Is it really that time of year again? The warm weather seems to fade so quickly as fall rolls in and winter is soon to follow. My gut reaction to this change of seasons is sadness and anticipation of gloom, but I try to reverse these feelings with appreciation of what is good in my life in preparation for the season of Thanksgiving.

When it gets down to it, a lot of things are going my way right now; no need to point them all out. But one thing that’s easy to reflect on is my job, which has provided me a few recent opportunities to visit parts of the world I’m quite sure I otherwise would have never experienced. A couple of months ago I wrote about my travel to Taiwan. I’ve also visited several very interesting manufacturing facilities around the U.S. recently. And at the end of September, I boarded a plane headed for Sweden.

Now, I’m usually the first to point out that business travel is not the glamorous experience that those who are not involved might perceive. It often involves long days with little (if any) time to take part in tourist activities. But that’s why we’re paid to do it, and it doesn’t mean it can’t create lasting memories. The best trips, whether for business or pleasure, are the ones that stay with me for a long time because they have immersed me in new experiences that I can relate to some bigger picture.

Shortly after arriving in Stockholm, I was transported by car to the countryside town of Hofors. It was here that we would start our tour of the Ovako steel mill complex. We would eventually see three of the company’s 10 production facilities (another in Hällefors and one in Hallstahammar). It was a very informative business trip for me. I saw a side of our industry that I had not been exposed to before, especially on such a large scale. I will provide more information about the processes Ovako runs and the products it offers in an upcoming article, but I took another important piece of information from this trip home with me that goes beyond useful knowledge for the job.

I saw manufacturing at its earliest stage—scrap metal being recycled into the high quality raw material that is used to make the precision parts our industry has become known for. For years, I’ve seen parts being made, I’ve seen machine tools in all stages of their development, and I’ve seen large inventories of barstock on shop floors. But watching how these materials are formed from the beginning gives me a greater perspective and seems to close the loop for me on the production of parts from start to finish. This process is the foundation on which the rest of our work is built.

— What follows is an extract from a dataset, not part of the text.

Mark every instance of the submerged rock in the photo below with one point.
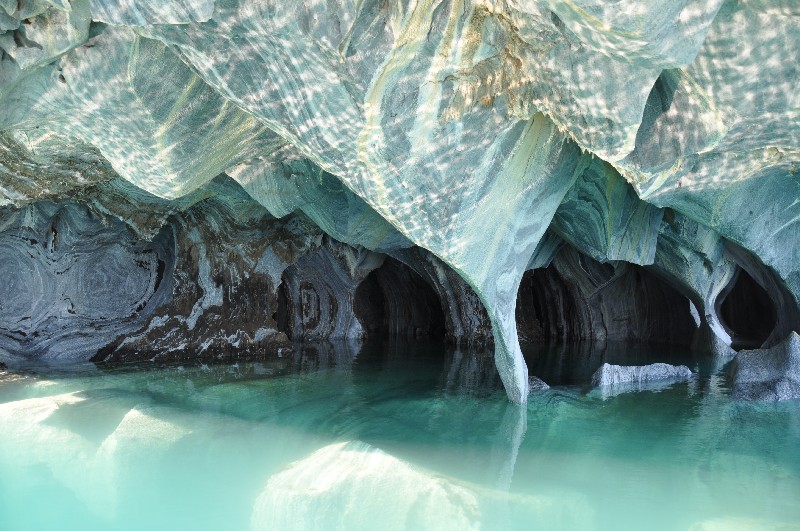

It’s a massive operation to sort the scrap, melt it into the rough castings, then further size them to billets that can then be finished to barstock or other products that end up on our shop floors for machining. How have I missed out on this process for so long? I knew about it, but the experience of seeing it happen is somewhat mind-blowing.

It’s always cool to see something new in this profession. When what I’m seeing has such a significant impact on everything else we do, it almost feels a bit life-changing. Most of us are not doctors, firefighters, active military; but still what we do has an enormous impact on people every day. When I think about everything that goes into making quality parts, it’s hard to believe how well it all comes together.

Seeing the root of the supply chain gives me a deeper appreciation for what our industry does and how we meet the needs of our society. While my trip to Sweden was not one for typical tourist-related sightseeing, what I saw was perhaps even more memorable. I’m thankful for the opportunity to visit companies such as Ovako and will keep these visits in mind as we move into the holiday season. My recent travels have helped to make this a remarkable year, and I won’t let the threat of a little cold weather bring it to a sad close.